The next day I’m looking (again) for a repairman for a spoke. I find one in Salon de Provence. As my uncle Jean-Claude told me, this is not the most beautiful section of the trip: a highway on the left, pebbles on the right, and wind ahead. Straight line for 20 kilometers. Besides, when I get to Salon, the guy tells me he doesn’t have time. No problem, I find another one in Venelles, just next to my aunt Sylvie’s where I am expected for lunch. The road winds through the olive trees, I have the mountains to my right and to my left and even though the sky is gray it is still not raining. I meet Sylvie, the cousins ​​and Grandma for lunch before heading back to Avignon.
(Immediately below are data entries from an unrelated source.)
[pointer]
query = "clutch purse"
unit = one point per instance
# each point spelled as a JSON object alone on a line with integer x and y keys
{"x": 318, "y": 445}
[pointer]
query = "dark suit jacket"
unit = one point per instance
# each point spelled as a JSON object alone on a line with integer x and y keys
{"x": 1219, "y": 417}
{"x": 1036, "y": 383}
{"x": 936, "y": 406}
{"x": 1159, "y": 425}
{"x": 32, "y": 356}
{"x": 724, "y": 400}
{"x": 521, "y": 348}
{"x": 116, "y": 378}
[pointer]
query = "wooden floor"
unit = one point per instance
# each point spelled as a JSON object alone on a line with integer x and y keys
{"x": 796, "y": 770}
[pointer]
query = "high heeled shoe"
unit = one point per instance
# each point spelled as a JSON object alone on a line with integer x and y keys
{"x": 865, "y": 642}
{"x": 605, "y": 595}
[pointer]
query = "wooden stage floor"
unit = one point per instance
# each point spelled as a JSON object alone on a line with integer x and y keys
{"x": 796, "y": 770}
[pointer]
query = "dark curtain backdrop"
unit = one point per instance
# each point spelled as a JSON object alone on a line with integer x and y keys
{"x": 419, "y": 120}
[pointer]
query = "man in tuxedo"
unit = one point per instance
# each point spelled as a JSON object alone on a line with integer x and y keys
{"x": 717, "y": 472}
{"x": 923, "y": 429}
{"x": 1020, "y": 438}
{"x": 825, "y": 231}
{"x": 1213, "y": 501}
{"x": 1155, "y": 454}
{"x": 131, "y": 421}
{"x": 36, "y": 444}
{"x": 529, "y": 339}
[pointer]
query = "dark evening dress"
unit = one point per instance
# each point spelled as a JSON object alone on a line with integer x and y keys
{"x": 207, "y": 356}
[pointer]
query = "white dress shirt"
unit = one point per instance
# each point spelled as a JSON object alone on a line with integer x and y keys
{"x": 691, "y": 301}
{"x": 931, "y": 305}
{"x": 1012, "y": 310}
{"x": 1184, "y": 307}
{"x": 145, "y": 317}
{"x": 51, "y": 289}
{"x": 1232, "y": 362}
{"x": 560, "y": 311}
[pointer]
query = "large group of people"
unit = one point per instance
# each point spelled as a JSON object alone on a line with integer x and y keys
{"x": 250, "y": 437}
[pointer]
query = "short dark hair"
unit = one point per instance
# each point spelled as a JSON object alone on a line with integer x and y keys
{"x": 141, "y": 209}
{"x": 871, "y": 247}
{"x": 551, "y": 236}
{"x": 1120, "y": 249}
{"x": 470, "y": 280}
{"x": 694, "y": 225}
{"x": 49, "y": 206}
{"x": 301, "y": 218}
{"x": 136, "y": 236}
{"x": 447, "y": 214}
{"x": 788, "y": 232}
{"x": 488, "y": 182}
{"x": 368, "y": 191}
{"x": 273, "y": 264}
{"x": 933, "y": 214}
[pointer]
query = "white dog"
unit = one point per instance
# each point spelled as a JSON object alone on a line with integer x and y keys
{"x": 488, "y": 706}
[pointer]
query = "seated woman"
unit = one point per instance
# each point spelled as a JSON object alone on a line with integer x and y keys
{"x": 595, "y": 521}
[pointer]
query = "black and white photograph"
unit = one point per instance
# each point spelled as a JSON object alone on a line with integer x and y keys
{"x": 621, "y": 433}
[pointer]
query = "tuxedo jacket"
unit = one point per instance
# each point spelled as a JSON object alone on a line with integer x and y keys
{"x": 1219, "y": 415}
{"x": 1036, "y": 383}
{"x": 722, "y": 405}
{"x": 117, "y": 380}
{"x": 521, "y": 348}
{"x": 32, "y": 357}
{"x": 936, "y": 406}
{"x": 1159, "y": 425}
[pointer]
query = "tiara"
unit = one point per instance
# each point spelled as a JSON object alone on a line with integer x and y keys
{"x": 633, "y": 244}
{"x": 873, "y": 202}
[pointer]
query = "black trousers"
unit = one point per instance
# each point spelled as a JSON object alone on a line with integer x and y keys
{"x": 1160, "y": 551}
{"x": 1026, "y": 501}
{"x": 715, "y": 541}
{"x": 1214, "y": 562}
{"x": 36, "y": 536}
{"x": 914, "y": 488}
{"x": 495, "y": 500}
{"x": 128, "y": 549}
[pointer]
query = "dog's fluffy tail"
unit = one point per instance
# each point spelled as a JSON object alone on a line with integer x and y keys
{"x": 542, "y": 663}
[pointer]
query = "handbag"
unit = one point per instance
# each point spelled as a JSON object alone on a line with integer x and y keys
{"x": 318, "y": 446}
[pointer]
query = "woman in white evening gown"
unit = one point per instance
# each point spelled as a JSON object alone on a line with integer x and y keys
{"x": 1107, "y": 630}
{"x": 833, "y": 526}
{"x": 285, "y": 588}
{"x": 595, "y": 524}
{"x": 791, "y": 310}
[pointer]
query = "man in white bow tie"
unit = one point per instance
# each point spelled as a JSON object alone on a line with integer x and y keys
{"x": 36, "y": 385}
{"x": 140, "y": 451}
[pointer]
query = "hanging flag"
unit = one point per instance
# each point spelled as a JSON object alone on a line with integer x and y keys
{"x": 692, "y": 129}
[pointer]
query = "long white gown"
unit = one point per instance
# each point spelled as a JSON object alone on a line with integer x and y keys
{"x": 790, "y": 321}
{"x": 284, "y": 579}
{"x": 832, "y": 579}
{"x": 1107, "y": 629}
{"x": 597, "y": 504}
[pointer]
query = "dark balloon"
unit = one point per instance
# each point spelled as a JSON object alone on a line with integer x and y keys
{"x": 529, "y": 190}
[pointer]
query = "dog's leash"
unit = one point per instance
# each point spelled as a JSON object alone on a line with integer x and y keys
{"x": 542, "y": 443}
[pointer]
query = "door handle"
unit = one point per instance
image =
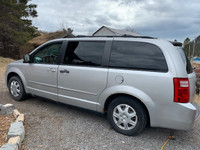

I start with a big hill (with a full stomach that’s great) then a loooooooooong descent before following the Durance canal. Wind in the back, on the flat, I ride well. The Alpilles on my right and the sun in my eyes. Then I cross the Durance and ride along the Lubéron. It is superb. It climbs a bit in the forest but not too much either. I’m supposed to meet Jean-Claude in Caumont-sur-Durance, so I do a little time trial between Cavaillon and Caumont: more than 30 km/h on average, heavy legs, and I finally find my dear uncle to finish the stage and arrive in Avignon.

The Alpilles
Crossing the Durance
The Lubéron
The light at the end of the tunnel

Rest now, with a fresh start in January, depending on the progress of containment measures and my dear Jay’s health. Until then, merry Christmas everyone!!!